Shared from that site, veggies.org:


Ingredients

  • puff pastry (you can buy the vegan 'Jus Rol' brand frozen from supermarkets. The 425g ready-rolled pack is ideal)

  • half a cup currants (or raisins)

  • quarter of a cup orange juice

  • quarter of a cup demerera sugar, plus a bit on the side

  • half a teaspoon cinnamon

Directions

1. Put yer rollers in, 'itch up yer sleeves 'an get stuck in, our lass*. Put t'currants in a basin and pour on that orange juice. Leave 'em alone fer a few hours, like.


2. Stir cinnamon and sugar into those currants. Roll out t'pastry 'an cut into four-inch squares. Spoon around two tablespoons of currants onto each pastry square.


3. Fold in t'corners of each square like a nenverlorpe, pressing seams flat. Press down with a rollin' pin in order to squash each square a bit flatter, else they'll puff up like pillows.

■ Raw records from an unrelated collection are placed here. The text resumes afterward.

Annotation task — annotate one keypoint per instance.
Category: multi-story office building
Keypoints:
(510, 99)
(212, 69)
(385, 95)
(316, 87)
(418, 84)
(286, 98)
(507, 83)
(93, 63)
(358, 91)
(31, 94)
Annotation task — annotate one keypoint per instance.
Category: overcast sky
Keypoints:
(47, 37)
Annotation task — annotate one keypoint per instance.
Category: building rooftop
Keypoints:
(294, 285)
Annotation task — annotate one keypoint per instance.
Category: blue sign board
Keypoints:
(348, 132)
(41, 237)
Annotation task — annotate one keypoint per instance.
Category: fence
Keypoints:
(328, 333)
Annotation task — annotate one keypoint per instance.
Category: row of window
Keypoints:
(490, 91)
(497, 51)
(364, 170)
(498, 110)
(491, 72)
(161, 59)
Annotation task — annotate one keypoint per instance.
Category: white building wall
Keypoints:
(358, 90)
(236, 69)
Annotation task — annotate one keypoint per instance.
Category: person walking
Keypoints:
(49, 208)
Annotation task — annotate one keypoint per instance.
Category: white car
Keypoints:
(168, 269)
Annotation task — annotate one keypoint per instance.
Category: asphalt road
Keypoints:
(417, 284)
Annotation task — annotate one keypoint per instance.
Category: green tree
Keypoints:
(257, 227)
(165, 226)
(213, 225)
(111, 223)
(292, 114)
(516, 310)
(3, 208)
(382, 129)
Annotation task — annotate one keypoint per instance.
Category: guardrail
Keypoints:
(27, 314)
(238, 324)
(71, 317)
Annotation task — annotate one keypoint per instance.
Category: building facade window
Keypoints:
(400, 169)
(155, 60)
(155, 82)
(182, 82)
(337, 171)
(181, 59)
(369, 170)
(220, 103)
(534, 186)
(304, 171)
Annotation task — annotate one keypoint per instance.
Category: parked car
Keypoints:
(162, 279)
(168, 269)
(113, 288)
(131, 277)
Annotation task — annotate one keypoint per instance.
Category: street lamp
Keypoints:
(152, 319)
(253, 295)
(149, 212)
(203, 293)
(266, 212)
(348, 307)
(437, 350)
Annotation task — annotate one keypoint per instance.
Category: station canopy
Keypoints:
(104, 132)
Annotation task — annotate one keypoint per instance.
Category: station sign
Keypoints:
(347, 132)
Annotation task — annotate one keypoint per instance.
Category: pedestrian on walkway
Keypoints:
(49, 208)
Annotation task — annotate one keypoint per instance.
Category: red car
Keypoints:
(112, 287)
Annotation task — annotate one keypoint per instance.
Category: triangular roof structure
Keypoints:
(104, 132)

4. Lay each one upside down on a greased baking tray (so seams are underneath). Prick a few 'oles in t'top. Sprinkle extra sugar on, then bake at gas mark 6 (200 C) for about 15 minutes 'till golden brown. Reet luvly.


Thank you Ronny!


THE TAAP TEN


The TAAP TEN are fun, more personal questions we ask every Rebel to end our time together!


1. What’s the best advice you’ve ever been given?


It’s not from an individual, but it’s a serenity prayer I try to use all the time, not because of any religious connotation but because of its basic essence. “God give me the courage to challenge the things that can be changed, the patience to deal with the ones that can’t be, and the wisdom to know the difference.”


2. What’s your favourite food to cook?


I do quite a good Sunday lunch meal, and a Christmas lunch for my mom and dad who aren't vegan. So that’s quite nice to do! My husband and parents really like it!


3. Would you rather order in, or go out to eat and if so what/where?


In. There’s a good Chinese takeaway nearby. I live out in the country and the food outside is nicer, so it’s a treat going out…so really, both!


4. Cake or pie?


Cake!


5. What never fails to make you laugh?


The dogs play-fighting.


6. What’s your favourite movie/book?


I’m not sure I have one!


7. What’s your biggest pet peeve?


People not making an effort. Too many excuses.


8. What is one ability that you believe everybody should possess?


The ability to feel empathy.


9. What are the songs that make you sing along whenever you hear them?


When I first started my own training business years ago, I put together a CD of songs that made me feel positive and optimistic. The first song is “Eye of the Tiger”. It never fails to lift my spirits. In a traffic queue, I’d put it on, or even just play it ‘in my head’ and sing along. Everyone else in this traffic jam would be stressed and miserable, and then I’m singing in my seat. And “Walking on Sunshine” is on that CD too. It’s such a great song for lifting your mood. One of the things I used to teach about self-belief or excellence is to create a list of songs that put you in the state of mind you want to be in. It’s called anchoring. We usually let our brain run us, but my training was about managing how our brains run, and positive associations are really powerful. We all have songs that make us feel something, remember something. Music has that ability for people to connect to feelings and times and places.


10. The 10th question is usually something silly about television…but…


I don’t watch television!


She’s too busy! Go do something meaningful! (Don’t worry, I told Jane I watch enough TV for the both of us.)



Huge thanks to Jane for her time and her work!